What to Do Next: Your AI-Era Google Ads Action Plan
If you've read this far and you're wondering where to start, here's a prioritized action list based on what I've seen move the needle most consistently across accounts in the current environment:
-
Audit your measurement foundation first — everything else depends on it.
Check whether Enhanced Conversions are implemented, verify Consent Mode V2 if you have EU or California traffic, and run a revenue reconciliation between Google Ads reported revenue and your backend data. If the gap exceeds 15%, fix tracking before touching bids.
-
Consolidate campaigns to meet Smart Bidding data thresholds.
If you're running more than 4–5 Search campaigns targeting overlapping themes, consolidation is likely your highest-leverage structural change. Pool conversion signal, simplify match type strategies (broad + Smart Bidding is genuinely viable now with proper negative lists), and let the algorithm work with sufficient data.
-
Upload your customer list and segment it by value tier.
Even a basic high-value vs. standard-value segmentation gives Smart Bidding a meaningful anchor for LTV-aware optimization. Do this before your next campaign structure review.
-
Run a creative audit.
Pull your Asset Performance report, identify every "Low" rated asset across RSAs and PMax, and replace them within the next 30 days. Set a calendar reminder to repeat this monthly.
-
Reframe your success metrics for the current SERP environment.

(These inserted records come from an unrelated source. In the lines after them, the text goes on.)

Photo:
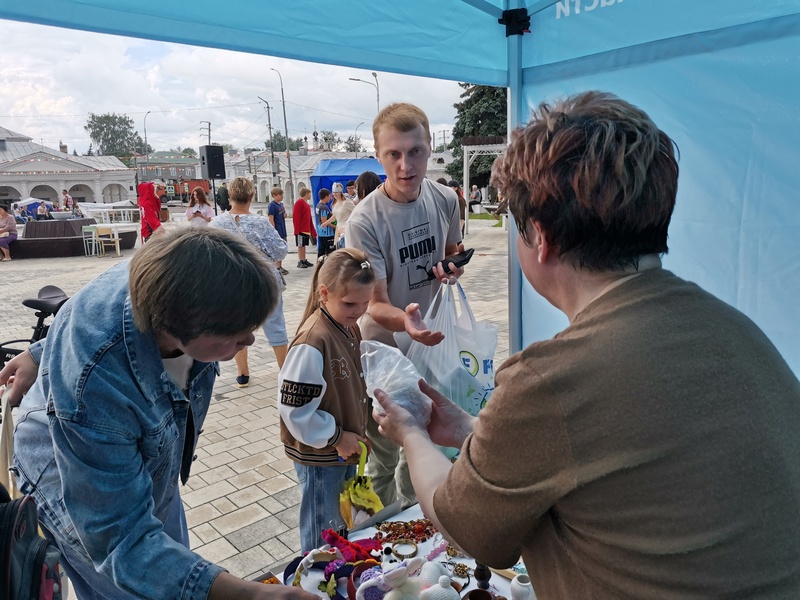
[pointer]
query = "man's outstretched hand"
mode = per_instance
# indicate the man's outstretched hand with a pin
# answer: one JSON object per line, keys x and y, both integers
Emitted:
{"x": 19, "y": 375}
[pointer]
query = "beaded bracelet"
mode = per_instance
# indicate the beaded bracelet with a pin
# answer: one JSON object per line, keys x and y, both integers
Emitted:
{"x": 401, "y": 556}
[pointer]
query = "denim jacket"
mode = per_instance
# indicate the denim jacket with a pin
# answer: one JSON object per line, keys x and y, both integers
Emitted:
{"x": 106, "y": 420}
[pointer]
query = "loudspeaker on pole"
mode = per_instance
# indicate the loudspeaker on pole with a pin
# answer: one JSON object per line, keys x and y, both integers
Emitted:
{"x": 212, "y": 162}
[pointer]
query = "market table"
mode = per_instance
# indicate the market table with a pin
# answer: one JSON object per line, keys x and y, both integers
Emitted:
{"x": 46, "y": 229}
{"x": 499, "y": 585}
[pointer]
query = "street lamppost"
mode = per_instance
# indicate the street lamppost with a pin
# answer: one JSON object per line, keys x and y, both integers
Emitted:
{"x": 375, "y": 85}
{"x": 146, "y": 153}
{"x": 355, "y": 137}
{"x": 290, "y": 191}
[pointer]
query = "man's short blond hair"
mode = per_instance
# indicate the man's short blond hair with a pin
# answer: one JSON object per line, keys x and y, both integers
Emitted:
{"x": 403, "y": 117}
{"x": 241, "y": 190}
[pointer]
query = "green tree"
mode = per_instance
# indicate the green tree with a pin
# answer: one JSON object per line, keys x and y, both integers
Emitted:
{"x": 279, "y": 142}
{"x": 353, "y": 144}
{"x": 330, "y": 139}
{"x": 481, "y": 113}
{"x": 112, "y": 134}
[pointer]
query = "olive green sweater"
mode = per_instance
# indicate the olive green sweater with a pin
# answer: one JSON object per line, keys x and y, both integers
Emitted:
{"x": 650, "y": 450}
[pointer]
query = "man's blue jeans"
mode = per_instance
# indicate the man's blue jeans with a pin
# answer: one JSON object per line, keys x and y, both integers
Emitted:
{"x": 319, "y": 506}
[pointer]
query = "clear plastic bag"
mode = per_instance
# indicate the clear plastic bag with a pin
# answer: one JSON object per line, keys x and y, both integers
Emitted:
{"x": 462, "y": 366}
{"x": 386, "y": 368}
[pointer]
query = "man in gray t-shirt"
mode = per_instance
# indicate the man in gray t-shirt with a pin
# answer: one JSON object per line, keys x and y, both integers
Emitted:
{"x": 406, "y": 226}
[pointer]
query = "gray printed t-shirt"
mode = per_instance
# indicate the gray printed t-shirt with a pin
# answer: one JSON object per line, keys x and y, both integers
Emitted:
{"x": 403, "y": 241}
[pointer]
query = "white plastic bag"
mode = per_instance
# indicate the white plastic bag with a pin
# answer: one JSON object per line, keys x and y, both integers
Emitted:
{"x": 462, "y": 366}
{"x": 386, "y": 368}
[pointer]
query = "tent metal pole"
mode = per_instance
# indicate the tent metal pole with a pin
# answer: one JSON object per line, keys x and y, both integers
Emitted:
{"x": 515, "y": 117}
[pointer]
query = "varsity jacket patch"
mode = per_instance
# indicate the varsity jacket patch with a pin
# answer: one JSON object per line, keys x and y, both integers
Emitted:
{"x": 294, "y": 393}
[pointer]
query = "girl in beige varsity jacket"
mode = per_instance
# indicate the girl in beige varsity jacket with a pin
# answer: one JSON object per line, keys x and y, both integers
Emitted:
{"x": 322, "y": 398}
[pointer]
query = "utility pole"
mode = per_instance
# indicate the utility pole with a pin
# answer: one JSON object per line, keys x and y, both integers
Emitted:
{"x": 290, "y": 195}
{"x": 146, "y": 153}
{"x": 207, "y": 130}
{"x": 271, "y": 148}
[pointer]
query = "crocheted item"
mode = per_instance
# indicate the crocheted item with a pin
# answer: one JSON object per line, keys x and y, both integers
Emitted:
{"x": 351, "y": 551}
{"x": 441, "y": 591}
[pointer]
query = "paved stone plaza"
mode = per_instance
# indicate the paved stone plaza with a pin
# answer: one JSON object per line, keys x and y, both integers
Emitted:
{"x": 242, "y": 501}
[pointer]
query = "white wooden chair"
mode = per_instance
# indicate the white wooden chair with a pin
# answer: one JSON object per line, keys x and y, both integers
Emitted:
{"x": 107, "y": 238}
{"x": 90, "y": 247}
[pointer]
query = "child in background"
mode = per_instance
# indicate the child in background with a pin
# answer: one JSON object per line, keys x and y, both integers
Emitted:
{"x": 199, "y": 212}
{"x": 322, "y": 398}
{"x": 304, "y": 230}
{"x": 327, "y": 223}
{"x": 277, "y": 216}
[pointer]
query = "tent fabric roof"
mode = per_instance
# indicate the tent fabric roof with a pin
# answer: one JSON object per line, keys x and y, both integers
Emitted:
{"x": 447, "y": 40}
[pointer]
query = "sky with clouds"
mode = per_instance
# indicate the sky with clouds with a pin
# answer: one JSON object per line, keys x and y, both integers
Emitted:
{"x": 51, "y": 79}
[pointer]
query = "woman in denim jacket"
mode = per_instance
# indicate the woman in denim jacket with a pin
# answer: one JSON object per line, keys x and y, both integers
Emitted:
{"x": 110, "y": 425}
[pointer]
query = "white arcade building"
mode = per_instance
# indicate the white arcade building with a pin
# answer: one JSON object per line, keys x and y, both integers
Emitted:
{"x": 29, "y": 170}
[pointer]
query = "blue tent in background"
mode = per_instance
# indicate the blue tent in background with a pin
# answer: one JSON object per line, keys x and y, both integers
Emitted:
{"x": 330, "y": 171}
{"x": 720, "y": 77}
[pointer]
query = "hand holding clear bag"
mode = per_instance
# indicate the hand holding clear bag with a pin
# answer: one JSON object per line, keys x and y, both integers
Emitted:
{"x": 386, "y": 368}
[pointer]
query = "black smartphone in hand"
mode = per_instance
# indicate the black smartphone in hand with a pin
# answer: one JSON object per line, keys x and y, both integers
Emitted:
{"x": 459, "y": 260}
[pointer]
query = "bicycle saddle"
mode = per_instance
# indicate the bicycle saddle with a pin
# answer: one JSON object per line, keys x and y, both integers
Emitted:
{"x": 49, "y": 300}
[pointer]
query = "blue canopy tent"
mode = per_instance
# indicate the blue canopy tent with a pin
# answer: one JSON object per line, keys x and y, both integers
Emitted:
{"x": 720, "y": 77}
{"x": 342, "y": 170}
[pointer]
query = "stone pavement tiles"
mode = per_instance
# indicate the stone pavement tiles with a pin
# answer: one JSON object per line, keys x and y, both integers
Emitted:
{"x": 242, "y": 500}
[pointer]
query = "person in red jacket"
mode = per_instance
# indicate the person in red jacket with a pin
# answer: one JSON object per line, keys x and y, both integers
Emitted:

Replace CTR as a primary KPI with conversion rate by device, new customer acquisition rate, and revenue per impression. These metrics are much harder for the changing SERP landscape to distort and much more directly connected to business outcomes.
Google Ads in the AI era rewards practitioners who give the algorithm high-quality inputs — better data, better creative, clearer objectives — and punishes those who try to override it with granular manual controls that the platform has effectively deprecated. That's a significant philosophical shift for practitioners trained in the era of exact match keywords and manual CPCs. But it's also a genuine opportunity: if your competitors are still fighting that old battle, you have a clear path to outperforming them by simply playing the game that's actually being played.